Indians fans again must wait until next year


CLEVELAND (AP) — Tens of thousands of fans flocked to downtown Cleveland for a celebration.

The Chicago Cubs crashed the party, beating the Indians 8-7 in Game 7 of the World Series to claim their first championship since 1908. The Indians now own the longest title drought in the majors at 68 years.

When reliever Mike Montgomery recorded the final out in the 10th inning, Cubs fans became unglued, jumping for joy 350 miles away from their beloved Wrigley Field. Indians fans slowly headed for the exits after being forced to wait for next year yet again.

“It truly was an experience of a lifetime and it could have gone either way, all the way to the last pitch,” said Brandon Rapp, 34, of Brunswick. “Obviously, I wish the Indians would have won, but I’m happy for the Cubs.
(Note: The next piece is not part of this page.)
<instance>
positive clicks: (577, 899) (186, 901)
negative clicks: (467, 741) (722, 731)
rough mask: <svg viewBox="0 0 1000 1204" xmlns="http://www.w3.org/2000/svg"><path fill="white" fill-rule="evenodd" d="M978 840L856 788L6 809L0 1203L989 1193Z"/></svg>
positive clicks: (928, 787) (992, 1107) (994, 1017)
My wife is from Chicago, so at least one of us is going home happy. For me, there’s always next year.”

A boisterous sellout crowd — nearly half of them rooting for Chicago — packed Progressive Field an hour before the first pitch. Revelers also stood shoulder-to-shoulder at adjacent Gateway Plaza on the unseasonably warm evening, watching the game on large screens.

Dueling chants between Indians and Cubs fans were prevalent in the early innings before the visitors built a 5-1 lead, then returned to a fever pitch when Rajai Davis hit a game-tying, two-run homer in the bottom of the eighth.

“Just when all hope seemed lost, Davis hit that homer and you started to believe that the Cubs were still cursed,” said Adam Daher, 27, of Lakewood. “It felt like we had won, so when the Cubs won, it was like someone taking away something from Cleveland.”

Nearby bars filled up by late afternoon in advance of the 8 p.m. start, while a sizable number of Chicago partisans toured the city’s arts district, Playhouse Square and the Rock & Roll Hall of Fame on the lakefront.

After Chicago won the game in extra innings, their fans took over the majority of seats in the lower deck. Long before the Cubs were done celebrating on the field, the Indians’ team store closed for the night because customers were so sparse.

The so-called “Cleveland Curse” was vanquished on June 19 when the Cavaliers won Game 7 of the NBA Finals at Golden State for the franchise’s initial championship. Prior to this summer, the 1964 Browns were the city’s most recent title team.

“The Cavs winning was a life-changing experience, but this would have been the best day of my life,” said Joseph Wiencek, 18, a men’s basketball player at Washington & Jefferson College. “Being here with my parents and sister made it very special because we’ve had season tickets for 25 years, but you would hope to come out on top at the end.”

The Indians have only won two World Series championships in 116 years in the American League.